U. S. Jewry was urged last week, as it is annually, to give its mite to rebuild the Jewish National Home in Palestine. Not all Jews approve or understand the politico-emotional band which is the World Zionist Organization, but all may contribute to the Jewish Agency, which includes Zionists and non-Zionists. Quota this year is $2,500,000, of which one million is to be raised in New York City.

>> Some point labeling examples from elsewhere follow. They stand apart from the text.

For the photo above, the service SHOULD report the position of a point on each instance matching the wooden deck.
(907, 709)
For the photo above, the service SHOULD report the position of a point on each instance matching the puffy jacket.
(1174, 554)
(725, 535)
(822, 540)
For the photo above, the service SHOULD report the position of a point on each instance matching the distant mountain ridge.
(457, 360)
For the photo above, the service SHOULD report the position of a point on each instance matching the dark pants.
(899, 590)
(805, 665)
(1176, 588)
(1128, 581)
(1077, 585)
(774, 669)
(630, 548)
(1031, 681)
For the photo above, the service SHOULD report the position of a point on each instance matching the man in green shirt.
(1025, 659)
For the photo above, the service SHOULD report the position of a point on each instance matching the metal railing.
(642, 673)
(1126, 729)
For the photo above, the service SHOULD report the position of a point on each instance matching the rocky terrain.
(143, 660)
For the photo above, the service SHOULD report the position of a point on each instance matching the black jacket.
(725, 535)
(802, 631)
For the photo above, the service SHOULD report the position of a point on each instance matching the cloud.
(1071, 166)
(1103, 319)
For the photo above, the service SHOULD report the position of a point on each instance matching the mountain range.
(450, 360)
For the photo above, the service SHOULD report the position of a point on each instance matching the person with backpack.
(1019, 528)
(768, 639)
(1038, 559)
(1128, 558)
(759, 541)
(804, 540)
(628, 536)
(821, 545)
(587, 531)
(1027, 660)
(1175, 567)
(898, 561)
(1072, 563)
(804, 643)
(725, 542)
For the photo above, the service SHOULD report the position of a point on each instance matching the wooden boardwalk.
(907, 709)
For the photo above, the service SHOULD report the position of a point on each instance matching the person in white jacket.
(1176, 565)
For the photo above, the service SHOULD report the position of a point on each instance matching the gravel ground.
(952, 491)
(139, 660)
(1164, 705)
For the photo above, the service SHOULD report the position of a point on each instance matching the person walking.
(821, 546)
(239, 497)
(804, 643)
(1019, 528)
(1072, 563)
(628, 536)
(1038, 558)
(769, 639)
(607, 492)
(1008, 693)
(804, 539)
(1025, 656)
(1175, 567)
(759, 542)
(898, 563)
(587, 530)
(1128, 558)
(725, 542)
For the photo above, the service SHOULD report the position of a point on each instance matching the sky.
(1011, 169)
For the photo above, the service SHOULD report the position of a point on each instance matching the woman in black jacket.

Last week's money-gathering began importantly. Any Jew could be impressed by the following facts:
Anniversary, Ten years ago next May the Lodge-Fish resolution, favoring the Jewish National Home, was introduced in Congress. In September it was approved by President Harding, became a public resolution. No one could possibly object to the U. S. Government giving official notice to the Zionist program. No one, either, could anticipate much practical result from it. But an anniversary is a good time for a checkup. What are the accomplishments of a decade in Palestine? World Jewry has sent $220,000,000 there since 1921. Of this the U. S. gave $100,000,000. Eretz Israel ("Land of Israel'') now has a great £1,000,000 Palestine Electric Corp., founded by Engineer Pinhas Rutenberg, whose stations in Tel Aviv, Haifa, Tiberias and in the Jordan valley supply all Palestine (except Jerusalem) with power. The Agricultural Experimental Station of the Keren Hayesod (colonization & immigration) teaches scientific farming and has experimental fields. The clean, white, all-Jewish city of Tel Aviv ("Hill of Spring") more than doubled its population (46,000). For building trades exists the General Mortgage Bank of Palestine, first to be modeled after European institutions. In Palestine are now new hotels and resorts for tourists. Palestine's Jewish population has increased from 60,000 to 175,000. There are 328 Jewish schools. 135 agricultural settlements of which 70 are under the supervision of the Jewish Agency. Hadassah (female Zionist organization) looks after 50 hospitals, clinics and dispensaries, which exist for Arabs and Christians as well as Jews. Palestine has its own Hebrew university, founded in 1925. The Jewish population of Palestine runs its own religious affairs. But it is a minority (16.9%) without political power, save for the advisory powers conferred on the Jewish Agency by the mandate, allotted to Great Britain ten years ago. Chief set-back of the decade: the British Government's policy, published in Lord Passfield's White Paper (TIME, Nov. 3, 1930 et seq.) which proposed restriction of Jewish immigration and land purchase. No Zionist oration is complete without references—in lamentation or scorn—to the White Paper.